BP SLASHES DIVIDEND, DIGS IN ON GOING GREEN

British Petroleum today vowed to clean up its output, saying its oil and gas production will fall 40 per cent by 2030, while investment in low-carbon energy will reach US$5 billion per year over the same period. “Energy markets are fundamentally changing, shifting towards low carbon, driven by societal expectations, technology and changes in consumer preferences,” chairman Helge Lund said in a release. To help free up funds for that pivot, BP chopped its dividend in half today while swinging to a second-quarter loss that wasn’t quite as large as analysts expected.

COUCHE-TARD MISSES OUT ON DEAL

We’ll watch shares of Alimentation Couche-Tard after the deal-hungry convenience store operator was left out from a big prize Sunday when Marathon Petroleum announced the sale of its 3,900-store Speedway business to 7-Eleven’s parent company for US$21 billion in cash.

OTHER NOTABLE STORIES

-Calfrac Well Services’ top shareholder, Wilks Brothers, has unveiled what it calls a “superior alternative transaction” to rival a recapitalization plan that was announced earlier this month. Wilks Brothers says its plan isn’t subject to any financing or due diligence conditions.

-Ford Motor Company announced CEO Jim Hackett is on his way out, a little more than three years after he was appointed to the job. He’ll be replaced by long-time executive Jim Farley later this year and will remain an advisor until March of next year.

-CI Financial is accelerating its growth in the U.S., announcing today it’s buying Illinois-based wealth management firm Balasa Dinverno Foltz, which has US$4.5 billion in assets. 

-We’ll watch shares of Twitter today after the company disclosed in a regulatory filing that it could face up to a US$250-million penalty for allegedly violating an agreement with the Federal Trade Commission.
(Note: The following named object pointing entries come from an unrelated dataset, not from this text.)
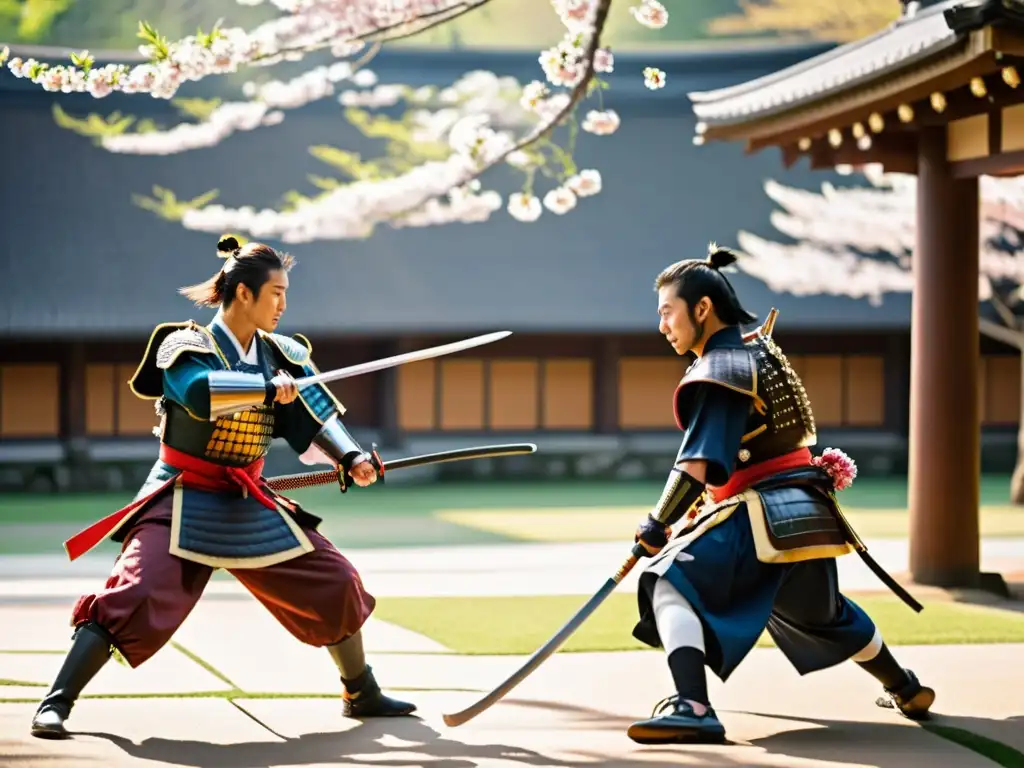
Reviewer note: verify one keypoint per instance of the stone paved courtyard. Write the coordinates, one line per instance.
(235, 690)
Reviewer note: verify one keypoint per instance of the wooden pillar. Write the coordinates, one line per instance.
(945, 463)
(606, 385)
(73, 392)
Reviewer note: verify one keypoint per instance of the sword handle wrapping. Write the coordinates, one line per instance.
(378, 463)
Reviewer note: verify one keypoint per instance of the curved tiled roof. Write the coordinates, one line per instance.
(907, 41)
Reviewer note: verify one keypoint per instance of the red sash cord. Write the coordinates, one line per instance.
(205, 475)
(743, 478)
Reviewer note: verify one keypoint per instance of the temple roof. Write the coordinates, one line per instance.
(920, 35)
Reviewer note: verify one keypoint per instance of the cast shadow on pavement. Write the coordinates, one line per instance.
(836, 741)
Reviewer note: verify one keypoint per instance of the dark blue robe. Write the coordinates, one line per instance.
(735, 595)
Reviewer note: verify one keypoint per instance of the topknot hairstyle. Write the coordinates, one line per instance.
(694, 279)
(248, 265)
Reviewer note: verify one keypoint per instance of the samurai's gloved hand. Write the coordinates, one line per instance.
(652, 536)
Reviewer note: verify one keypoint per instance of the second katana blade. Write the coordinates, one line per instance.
(401, 359)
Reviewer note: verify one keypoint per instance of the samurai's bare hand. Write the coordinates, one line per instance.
(364, 471)
(652, 536)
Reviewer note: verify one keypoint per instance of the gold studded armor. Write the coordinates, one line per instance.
(233, 440)
(780, 419)
(787, 423)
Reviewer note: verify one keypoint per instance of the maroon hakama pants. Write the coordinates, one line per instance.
(318, 596)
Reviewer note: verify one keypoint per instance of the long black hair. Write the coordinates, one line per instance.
(695, 279)
(248, 265)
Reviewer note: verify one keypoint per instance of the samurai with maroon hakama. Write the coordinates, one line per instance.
(758, 535)
(205, 506)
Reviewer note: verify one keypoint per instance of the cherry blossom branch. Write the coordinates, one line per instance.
(858, 242)
(412, 197)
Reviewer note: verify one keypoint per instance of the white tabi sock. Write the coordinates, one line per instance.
(677, 623)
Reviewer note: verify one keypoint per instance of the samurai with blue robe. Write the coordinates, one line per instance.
(224, 392)
(745, 535)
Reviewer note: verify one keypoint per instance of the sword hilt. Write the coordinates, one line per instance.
(378, 463)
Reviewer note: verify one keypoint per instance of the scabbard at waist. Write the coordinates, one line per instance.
(207, 475)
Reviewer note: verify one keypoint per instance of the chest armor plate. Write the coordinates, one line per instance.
(232, 440)
(787, 422)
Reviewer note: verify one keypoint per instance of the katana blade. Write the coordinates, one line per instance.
(541, 654)
(326, 477)
(400, 359)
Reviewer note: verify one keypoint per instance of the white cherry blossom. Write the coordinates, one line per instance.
(560, 200)
(481, 120)
(524, 207)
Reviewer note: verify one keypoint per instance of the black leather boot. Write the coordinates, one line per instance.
(363, 698)
(913, 700)
(674, 721)
(89, 651)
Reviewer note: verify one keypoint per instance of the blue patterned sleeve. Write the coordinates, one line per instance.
(717, 418)
(299, 421)
(185, 382)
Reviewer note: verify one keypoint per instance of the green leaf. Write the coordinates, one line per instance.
(94, 126)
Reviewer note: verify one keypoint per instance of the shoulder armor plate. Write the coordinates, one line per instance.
(167, 341)
(730, 368)
(180, 341)
(296, 349)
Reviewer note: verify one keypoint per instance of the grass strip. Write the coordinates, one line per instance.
(1000, 754)
(501, 626)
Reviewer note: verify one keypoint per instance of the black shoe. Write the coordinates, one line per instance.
(674, 721)
(363, 698)
(912, 700)
(89, 651)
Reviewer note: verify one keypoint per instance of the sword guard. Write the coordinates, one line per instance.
(375, 457)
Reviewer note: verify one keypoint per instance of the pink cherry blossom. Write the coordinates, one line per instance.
(840, 467)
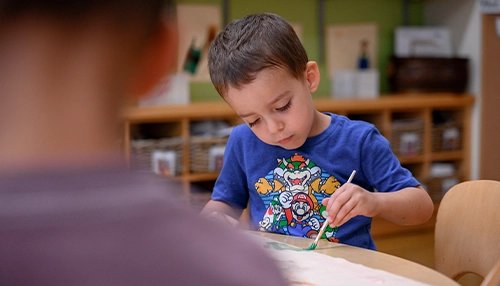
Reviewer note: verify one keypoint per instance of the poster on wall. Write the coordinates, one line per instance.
(198, 25)
(345, 45)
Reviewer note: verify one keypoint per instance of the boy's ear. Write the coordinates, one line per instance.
(312, 76)
(158, 59)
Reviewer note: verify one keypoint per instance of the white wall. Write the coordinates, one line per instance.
(463, 18)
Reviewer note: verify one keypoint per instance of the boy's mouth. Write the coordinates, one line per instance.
(285, 140)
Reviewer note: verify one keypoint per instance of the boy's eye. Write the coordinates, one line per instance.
(252, 124)
(283, 108)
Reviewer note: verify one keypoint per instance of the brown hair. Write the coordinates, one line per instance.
(253, 43)
(124, 14)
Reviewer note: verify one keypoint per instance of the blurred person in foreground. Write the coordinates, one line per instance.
(70, 213)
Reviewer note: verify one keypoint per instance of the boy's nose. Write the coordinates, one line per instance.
(275, 126)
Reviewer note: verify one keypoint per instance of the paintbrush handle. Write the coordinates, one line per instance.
(325, 224)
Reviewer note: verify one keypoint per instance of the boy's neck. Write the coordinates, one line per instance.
(56, 104)
(321, 121)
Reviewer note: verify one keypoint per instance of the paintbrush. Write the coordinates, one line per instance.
(325, 224)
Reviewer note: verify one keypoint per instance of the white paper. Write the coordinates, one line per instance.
(313, 268)
(422, 42)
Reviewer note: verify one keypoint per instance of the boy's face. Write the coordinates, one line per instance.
(278, 107)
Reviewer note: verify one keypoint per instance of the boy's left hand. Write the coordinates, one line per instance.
(349, 201)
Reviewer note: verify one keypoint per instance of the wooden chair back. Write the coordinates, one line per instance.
(467, 234)
(493, 277)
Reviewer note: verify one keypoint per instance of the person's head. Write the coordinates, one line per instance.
(251, 44)
(260, 68)
(129, 25)
(67, 65)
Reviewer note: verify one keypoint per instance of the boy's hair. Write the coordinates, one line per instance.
(253, 43)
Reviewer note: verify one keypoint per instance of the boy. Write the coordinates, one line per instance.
(70, 213)
(289, 162)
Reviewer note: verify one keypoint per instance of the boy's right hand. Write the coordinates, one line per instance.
(223, 218)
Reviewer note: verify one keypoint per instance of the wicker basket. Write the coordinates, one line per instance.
(407, 137)
(141, 150)
(199, 151)
(447, 137)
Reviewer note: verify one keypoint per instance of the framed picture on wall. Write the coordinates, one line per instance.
(198, 25)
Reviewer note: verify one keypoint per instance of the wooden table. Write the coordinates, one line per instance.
(369, 258)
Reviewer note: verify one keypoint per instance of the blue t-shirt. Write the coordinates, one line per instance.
(284, 188)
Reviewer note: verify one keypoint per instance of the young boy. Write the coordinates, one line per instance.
(289, 162)
(70, 212)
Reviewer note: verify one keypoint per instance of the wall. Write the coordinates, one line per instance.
(463, 18)
(387, 14)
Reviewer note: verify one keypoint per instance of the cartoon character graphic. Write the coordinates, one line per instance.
(291, 193)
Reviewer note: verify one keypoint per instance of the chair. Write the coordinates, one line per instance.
(467, 233)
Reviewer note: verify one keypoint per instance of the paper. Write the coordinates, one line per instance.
(423, 42)
(301, 267)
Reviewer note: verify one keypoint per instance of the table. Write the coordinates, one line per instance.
(369, 258)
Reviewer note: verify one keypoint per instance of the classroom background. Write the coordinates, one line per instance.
(157, 141)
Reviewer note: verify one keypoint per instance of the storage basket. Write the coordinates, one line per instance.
(141, 151)
(199, 151)
(407, 137)
(446, 137)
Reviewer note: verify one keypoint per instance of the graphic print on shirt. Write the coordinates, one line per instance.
(292, 194)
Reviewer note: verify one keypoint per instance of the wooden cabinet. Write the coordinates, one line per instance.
(388, 113)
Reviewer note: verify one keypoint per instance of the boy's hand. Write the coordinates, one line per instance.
(349, 201)
(223, 218)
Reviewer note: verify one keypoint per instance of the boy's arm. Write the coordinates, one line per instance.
(222, 212)
(408, 206)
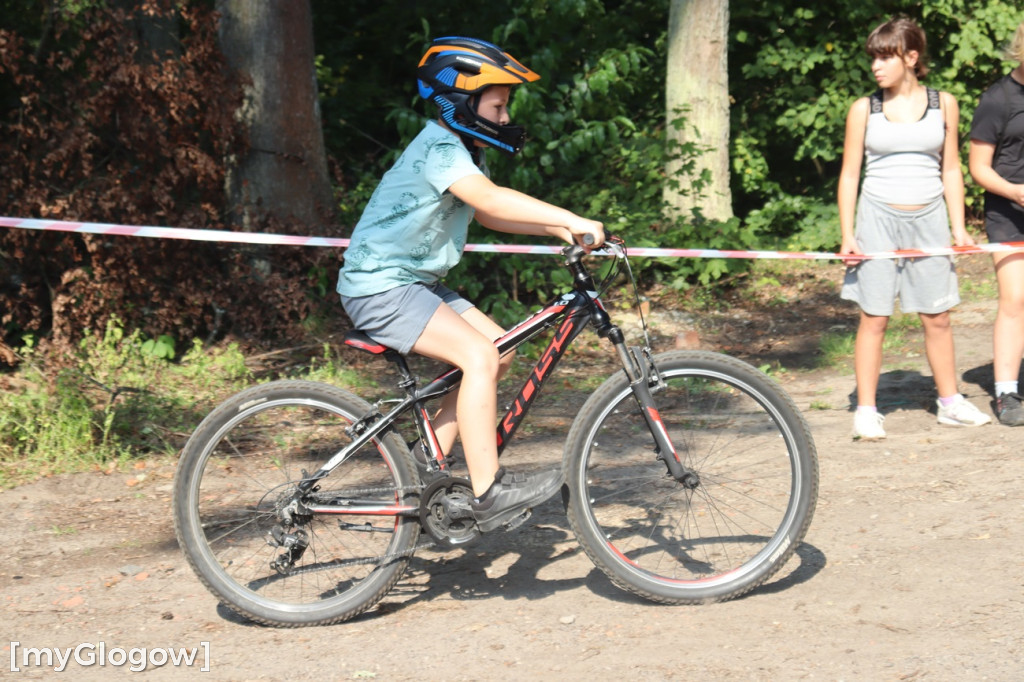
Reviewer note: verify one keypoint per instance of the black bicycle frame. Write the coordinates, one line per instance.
(570, 313)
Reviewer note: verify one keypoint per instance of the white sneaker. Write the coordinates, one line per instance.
(867, 425)
(962, 413)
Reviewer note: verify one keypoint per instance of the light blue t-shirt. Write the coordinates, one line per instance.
(413, 229)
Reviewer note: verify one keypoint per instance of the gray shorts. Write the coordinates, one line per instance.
(923, 285)
(397, 317)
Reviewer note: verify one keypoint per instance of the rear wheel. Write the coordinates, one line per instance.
(755, 457)
(262, 554)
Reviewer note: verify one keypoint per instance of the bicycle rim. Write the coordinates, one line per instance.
(754, 455)
(242, 466)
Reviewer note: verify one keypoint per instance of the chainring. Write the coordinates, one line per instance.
(445, 514)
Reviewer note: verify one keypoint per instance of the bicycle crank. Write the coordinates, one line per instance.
(445, 514)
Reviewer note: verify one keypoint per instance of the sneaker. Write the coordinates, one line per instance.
(962, 413)
(512, 495)
(1009, 409)
(867, 425)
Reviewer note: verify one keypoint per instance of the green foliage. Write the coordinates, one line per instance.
(120, 399)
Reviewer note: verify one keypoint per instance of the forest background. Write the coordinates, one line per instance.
(140, 113)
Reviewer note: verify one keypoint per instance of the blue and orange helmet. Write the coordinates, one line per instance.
(455, 71)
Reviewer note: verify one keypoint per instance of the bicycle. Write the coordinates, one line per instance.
(690, 476)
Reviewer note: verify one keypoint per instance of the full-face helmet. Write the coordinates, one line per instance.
(455, 71)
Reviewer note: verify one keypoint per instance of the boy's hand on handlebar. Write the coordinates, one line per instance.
(588, 233)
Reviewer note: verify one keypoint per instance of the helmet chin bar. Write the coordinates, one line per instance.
(464, 120)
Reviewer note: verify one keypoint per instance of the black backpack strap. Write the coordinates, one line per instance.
(1005, 86)
(876, 100)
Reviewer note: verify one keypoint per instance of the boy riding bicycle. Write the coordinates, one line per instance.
(413, 231)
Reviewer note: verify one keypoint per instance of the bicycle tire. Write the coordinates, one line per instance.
(757, 464)
(243, 462)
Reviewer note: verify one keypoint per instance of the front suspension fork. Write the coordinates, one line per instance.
(645, 380)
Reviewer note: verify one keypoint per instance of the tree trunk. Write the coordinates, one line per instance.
(283, 175)
(697, 88)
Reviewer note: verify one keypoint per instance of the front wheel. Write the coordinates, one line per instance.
(253, 541)
(752, 451)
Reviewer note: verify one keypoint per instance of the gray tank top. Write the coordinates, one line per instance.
(903, 161)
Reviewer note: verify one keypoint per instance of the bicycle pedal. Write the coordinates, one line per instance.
(515, 522)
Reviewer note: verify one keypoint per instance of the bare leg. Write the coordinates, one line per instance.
(1008, 334)
(456, 340)
(867, 356)
(939, 348)
(445, 421)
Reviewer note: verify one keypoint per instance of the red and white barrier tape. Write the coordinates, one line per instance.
(294, 240)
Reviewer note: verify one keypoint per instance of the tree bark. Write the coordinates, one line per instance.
(283, 175)
(697, 88)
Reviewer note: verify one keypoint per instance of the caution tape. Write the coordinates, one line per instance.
(296, 240)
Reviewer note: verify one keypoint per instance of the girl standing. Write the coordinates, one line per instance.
(904, 136)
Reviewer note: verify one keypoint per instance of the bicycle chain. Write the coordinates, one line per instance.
(384, 558)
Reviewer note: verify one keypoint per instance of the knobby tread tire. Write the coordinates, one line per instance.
(389, 461)
(745, 438)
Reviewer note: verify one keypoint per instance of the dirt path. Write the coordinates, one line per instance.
(911, 569)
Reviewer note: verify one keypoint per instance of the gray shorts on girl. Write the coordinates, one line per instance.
(923, 285)
(396, 317)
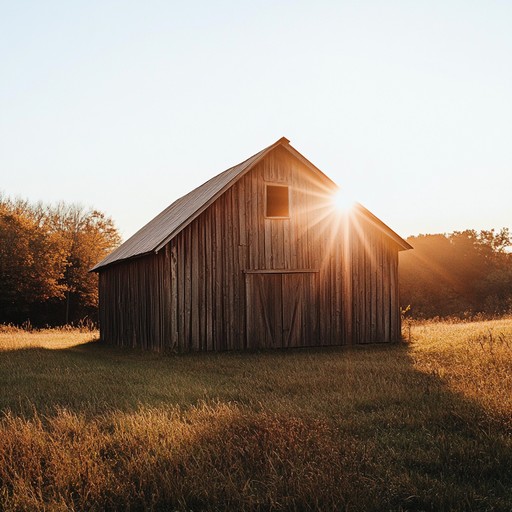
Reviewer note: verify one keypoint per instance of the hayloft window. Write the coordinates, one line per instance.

-Often seen as a potential barometer of what to expect from its much larger rivals, HSBC Bank Canada yesterday reported a near-quintupling of set-asides in the second quarter for loans that could go bad.  

-Lord & Taylor filed for Chapter 11 bankruptcy protection over the weekend, becoming COVID-19’s latest retail casualty. The filing came just shy of a year since HBC sold the rights to Lord & Taylor to Le Tote while hanging onto its real estate obligations.  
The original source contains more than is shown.